Skip validateion of datasets

I want to use PROOF to process a number of files in dcache. I’ve got a text file with the dcap:/…/ URLs for the files.

To process these files, currently I create a TDSet with the following code

  TFileCollection fc("myFileList","A File List");
  TDSet* ds = new TDSet("myDSet");
  ds->Add( fc.GetList() );

Now, each time I call ds->Draw("…") or ds->Process(…), all files are validated by PROOF, which takes quite a time.

Is there a way to skip the validation process, e.g. if I call two Draw commands after each other I don’t see why the whole dataset needs to be validated again?

Additionally, is there a smarter way to “convert” the file list into a dataset that PROOF can process?
I tried to use TProof::RegisterDataset but this did not work for me. TProof::UploadDataset does not seem to be what I want either, because I want to use the files directly from dCache, instead of copying them to the PROOF nodes first.

Thanks in advance,

If the datesets will remain around for a short while, then I think you can declare the data-set to PROOF, and it will remember things between sessions. TProof::RegisterDataSet is the method. After that, you can just grab the DS from PROOF and use it directly (or, in many cases, pass it as a string).

If these are transient DS, then I guess this is a bit more difficult.


PROOF has no memory of the previous {query, run}; there is no way to know that the dataset of a run is exactly the same of the one of the previous run. Unless you tell PROOF explicitly, using the dataset technology, which had also the purpose to do do the validation step only once.

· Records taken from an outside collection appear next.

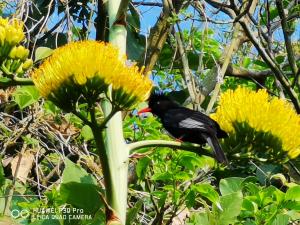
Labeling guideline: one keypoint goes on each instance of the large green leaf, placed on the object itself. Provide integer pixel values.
(25, 96)
(231, 207)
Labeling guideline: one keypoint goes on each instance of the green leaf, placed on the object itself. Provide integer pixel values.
(293, 194)
(2, 176)
(4, 79)
(246, 62)
(207, 191)
(231, 185)
(231, 207)
(87, 133)
(281, 219)
(199, 218)
(25, 96)
(165, 176)
(133, 212)
(141, 167)
(79, 188)
(42, 52)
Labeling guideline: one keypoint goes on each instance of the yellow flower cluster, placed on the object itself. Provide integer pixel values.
(11, 31)
(13, 56)
(261, 113)
(85, 60)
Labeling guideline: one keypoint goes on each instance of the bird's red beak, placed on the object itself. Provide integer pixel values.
(144, 110)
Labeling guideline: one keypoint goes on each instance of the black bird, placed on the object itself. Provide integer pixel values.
(187, 125)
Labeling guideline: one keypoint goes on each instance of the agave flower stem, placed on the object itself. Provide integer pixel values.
(116, 149)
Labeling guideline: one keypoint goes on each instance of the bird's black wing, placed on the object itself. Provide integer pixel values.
(188, 119)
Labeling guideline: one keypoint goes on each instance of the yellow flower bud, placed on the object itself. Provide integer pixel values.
(27, 64)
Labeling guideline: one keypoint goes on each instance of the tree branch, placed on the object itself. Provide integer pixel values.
(287, 37)
(277, 71)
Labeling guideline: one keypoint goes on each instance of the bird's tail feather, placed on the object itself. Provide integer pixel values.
(219, 154)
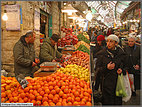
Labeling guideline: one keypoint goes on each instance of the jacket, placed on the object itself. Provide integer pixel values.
(47, 51)
(110, 76)
(132, 57)
(24, 55)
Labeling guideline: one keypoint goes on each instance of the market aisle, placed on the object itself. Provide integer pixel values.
(135, 100)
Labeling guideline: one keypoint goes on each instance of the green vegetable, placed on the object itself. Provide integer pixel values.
(83, 48)
(81, 37)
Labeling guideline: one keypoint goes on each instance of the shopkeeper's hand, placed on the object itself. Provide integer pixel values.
(110, 66)
(119, 71)
(34, 64)
(137, 67)
(37, 60)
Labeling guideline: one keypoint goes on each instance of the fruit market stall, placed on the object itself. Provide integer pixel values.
(68, 85)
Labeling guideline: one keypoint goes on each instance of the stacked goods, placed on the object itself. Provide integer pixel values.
(76, 71)
(86, 35)
(83, 43)
(79, 58)
(57, 89)
(83, 48)
(81, 37)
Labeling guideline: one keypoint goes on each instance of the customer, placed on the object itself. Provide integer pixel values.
(133, 61)
(110, 61)
(25, 62)
(48, 53)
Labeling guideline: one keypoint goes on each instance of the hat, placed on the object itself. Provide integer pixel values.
(113, 37)
(55, 37)
(100, 38)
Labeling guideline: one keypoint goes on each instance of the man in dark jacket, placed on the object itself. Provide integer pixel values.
(133, 61)
(110, 62)
(48, 51)
(25, 62)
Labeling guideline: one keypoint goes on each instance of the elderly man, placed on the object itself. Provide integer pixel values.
(133, 61)
(48, 51)
(110, 62)
(25, 62)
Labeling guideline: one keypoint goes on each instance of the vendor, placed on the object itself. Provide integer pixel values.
(25, 62)
(48, 50)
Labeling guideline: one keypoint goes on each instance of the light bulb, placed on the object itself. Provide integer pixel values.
(4, 17)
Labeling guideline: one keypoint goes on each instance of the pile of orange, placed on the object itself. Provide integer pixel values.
(55, 90)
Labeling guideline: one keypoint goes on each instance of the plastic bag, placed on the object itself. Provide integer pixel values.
(120, 88)
(127, 87)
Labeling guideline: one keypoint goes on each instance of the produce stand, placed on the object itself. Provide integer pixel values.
(48, 78)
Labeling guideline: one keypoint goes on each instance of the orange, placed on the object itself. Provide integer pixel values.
(11, 99)
(50, 87)
(69, 104)
(15, 99)
(3, 94)
(39, 98)
(76, 94)
(64, 96)
(58, 104)
(56, 95)
(63, 87)
(57, 90)
(21, 101)
(32, 97)
(39, 90)
(26, 89)
(2, 89)
(88, 104)
(82, 103)
(69, 99)
(75, 103)
(41, 93)
(45, 103)
(52, 104)
(77, 99)
(45, 95)
(2, 99)
(55, 99)
(61, 93)
(50, 96)
(38, 103)
(53, 92)
(22, 95)
(66, 91)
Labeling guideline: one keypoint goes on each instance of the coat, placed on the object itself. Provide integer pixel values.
(132, 57)
(47, 51)
(24, 55)
(110, 76)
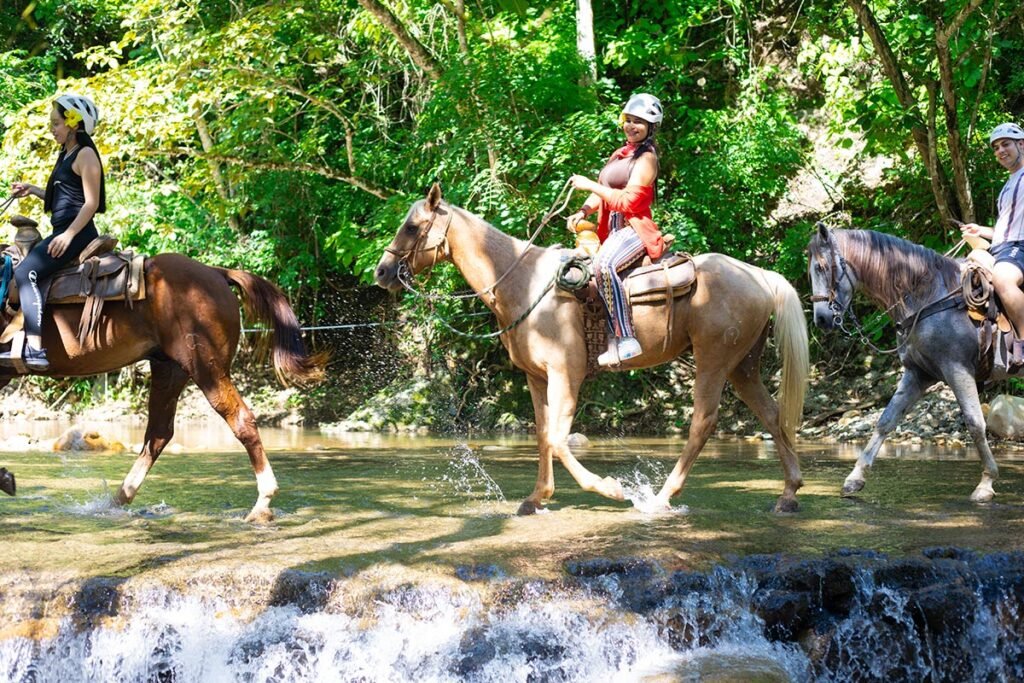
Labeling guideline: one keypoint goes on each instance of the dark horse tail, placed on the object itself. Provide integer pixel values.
(264, 302)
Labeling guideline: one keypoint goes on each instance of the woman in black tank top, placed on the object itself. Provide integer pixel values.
(74, 194)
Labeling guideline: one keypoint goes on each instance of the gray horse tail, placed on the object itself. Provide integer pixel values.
(791, 340)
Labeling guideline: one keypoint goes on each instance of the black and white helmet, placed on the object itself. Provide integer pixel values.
(644, 107)
(1011, 130)
(84, 107)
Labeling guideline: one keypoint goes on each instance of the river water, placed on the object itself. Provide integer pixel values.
(401, 558)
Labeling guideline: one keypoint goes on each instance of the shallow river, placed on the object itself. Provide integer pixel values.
(396, 558)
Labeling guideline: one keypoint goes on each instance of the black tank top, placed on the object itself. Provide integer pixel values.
(69, 195)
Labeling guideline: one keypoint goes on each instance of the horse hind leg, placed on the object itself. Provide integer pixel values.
(166, 382)
(747, 381)
(964, 386)
(911, 387)
(224, 398)
(707, 397)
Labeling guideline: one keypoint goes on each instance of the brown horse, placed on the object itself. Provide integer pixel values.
(188, 328)
(724, 322)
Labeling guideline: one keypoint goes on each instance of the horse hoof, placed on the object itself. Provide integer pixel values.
(786, 505)
(982, 495)
(852, 486)
(261, 516)
(528, 507)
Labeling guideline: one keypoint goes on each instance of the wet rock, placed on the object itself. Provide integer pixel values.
(1006, 417)
(96, 598)
(474, 652)
(729, 669)
(308, 591)
(906, 574)
(785, 613)
(85, 439)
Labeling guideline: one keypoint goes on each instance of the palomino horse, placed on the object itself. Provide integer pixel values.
(188, 328)
(936, 344)
(724, 322)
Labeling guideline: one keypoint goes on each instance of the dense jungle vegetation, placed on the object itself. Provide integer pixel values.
(289, 138)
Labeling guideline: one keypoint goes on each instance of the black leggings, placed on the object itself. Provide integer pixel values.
(33, 273)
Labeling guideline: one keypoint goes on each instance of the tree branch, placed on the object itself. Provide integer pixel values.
(420, 54)
(288, 167)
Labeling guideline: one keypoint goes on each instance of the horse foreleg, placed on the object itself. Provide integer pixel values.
(911, 387)
(562, 393)
(966, 389)
(545, 486)
(707, 396)
(229, 404)
(167, 381)
(747, 381)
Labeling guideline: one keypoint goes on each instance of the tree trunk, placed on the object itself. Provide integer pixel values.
(962, 183)
(922, 132)
(223, 189)
(585, 39)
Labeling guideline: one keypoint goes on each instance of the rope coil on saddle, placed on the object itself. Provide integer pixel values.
(573, 273)
(977, 286)
(5, 279)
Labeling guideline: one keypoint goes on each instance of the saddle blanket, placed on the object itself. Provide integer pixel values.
(99, 275)
(672, 276)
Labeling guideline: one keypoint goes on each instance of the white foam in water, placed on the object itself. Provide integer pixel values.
(421, 633)
(639, 488)
(100, 505)
(465, 473)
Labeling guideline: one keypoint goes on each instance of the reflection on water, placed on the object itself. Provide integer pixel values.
(396, 519)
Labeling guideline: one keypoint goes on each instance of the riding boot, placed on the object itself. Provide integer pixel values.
(7, 484)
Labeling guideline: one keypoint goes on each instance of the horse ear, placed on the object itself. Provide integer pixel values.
(433, 197)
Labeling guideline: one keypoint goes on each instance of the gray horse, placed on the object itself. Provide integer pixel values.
(921, 290)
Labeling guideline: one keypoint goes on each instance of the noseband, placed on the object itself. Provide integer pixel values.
(440, 249)
(835, 280)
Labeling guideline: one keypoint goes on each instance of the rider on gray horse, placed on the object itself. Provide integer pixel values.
(1007, 140)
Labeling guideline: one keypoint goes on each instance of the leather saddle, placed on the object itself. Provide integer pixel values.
(1000, 351)
(99, 274)
(648, 283)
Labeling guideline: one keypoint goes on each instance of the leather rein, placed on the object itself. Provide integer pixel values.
(903, 327)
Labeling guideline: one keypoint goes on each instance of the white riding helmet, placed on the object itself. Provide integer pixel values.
(1010, 130)
(644, 107)
(85, 107)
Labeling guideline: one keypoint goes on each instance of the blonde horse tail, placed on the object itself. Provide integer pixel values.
(791, 339)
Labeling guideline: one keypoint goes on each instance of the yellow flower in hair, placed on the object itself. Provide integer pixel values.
(72, 118)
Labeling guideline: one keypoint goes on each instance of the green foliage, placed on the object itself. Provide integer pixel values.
(291, 138)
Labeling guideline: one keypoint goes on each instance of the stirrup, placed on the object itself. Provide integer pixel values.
(629, 347)
(610, 357)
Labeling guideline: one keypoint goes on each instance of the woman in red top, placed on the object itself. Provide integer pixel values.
(623, 195)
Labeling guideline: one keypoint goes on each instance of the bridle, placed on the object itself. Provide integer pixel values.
(440, 249)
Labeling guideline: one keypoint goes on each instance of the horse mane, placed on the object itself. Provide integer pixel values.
(892, 268)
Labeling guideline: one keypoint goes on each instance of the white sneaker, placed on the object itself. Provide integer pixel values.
(629, 347)
(609, 357)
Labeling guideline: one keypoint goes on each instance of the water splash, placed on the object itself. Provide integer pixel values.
(609, 620)
(639, 487)
(465, 474)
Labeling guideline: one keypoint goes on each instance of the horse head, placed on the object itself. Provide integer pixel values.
(833, 281)
(419, 244)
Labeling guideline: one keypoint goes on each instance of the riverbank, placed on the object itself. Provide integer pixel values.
(841, 407)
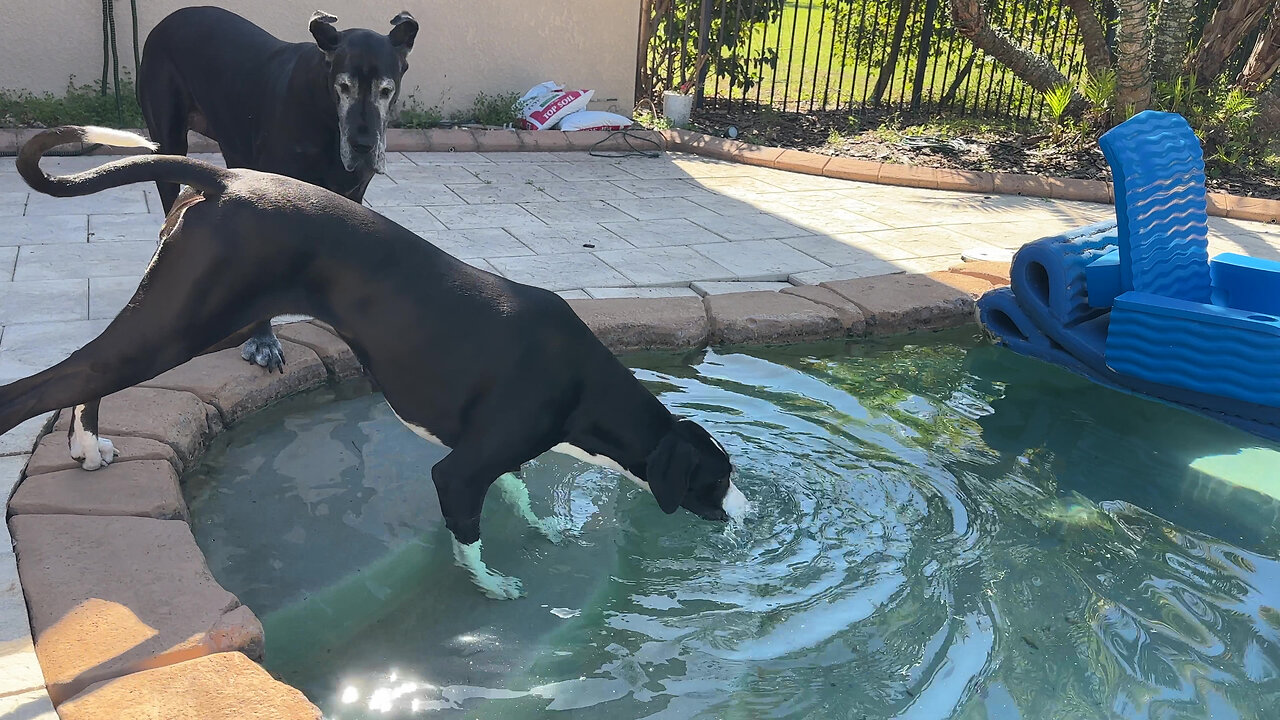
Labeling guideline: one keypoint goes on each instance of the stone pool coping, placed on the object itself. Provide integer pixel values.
(467, 140)
(124, 613)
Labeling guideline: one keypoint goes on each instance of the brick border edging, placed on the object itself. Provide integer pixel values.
(465, 140)
(856, 308)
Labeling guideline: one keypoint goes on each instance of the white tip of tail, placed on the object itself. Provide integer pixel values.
(117, 137)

We are working to a packetizer that uses the file information more dynamically, in particular not requiring to know in advance the number of entries.
In the meantime, if you do not use datasets, you can try the following trick. Since validation happens only if the number of entries for a file is not known, if you specify those numbers when creating the chain using the second argument of the constructor

chain->AddFile(my_file, its_entries)

validation should be skipped.

Let me know.

G. Ganis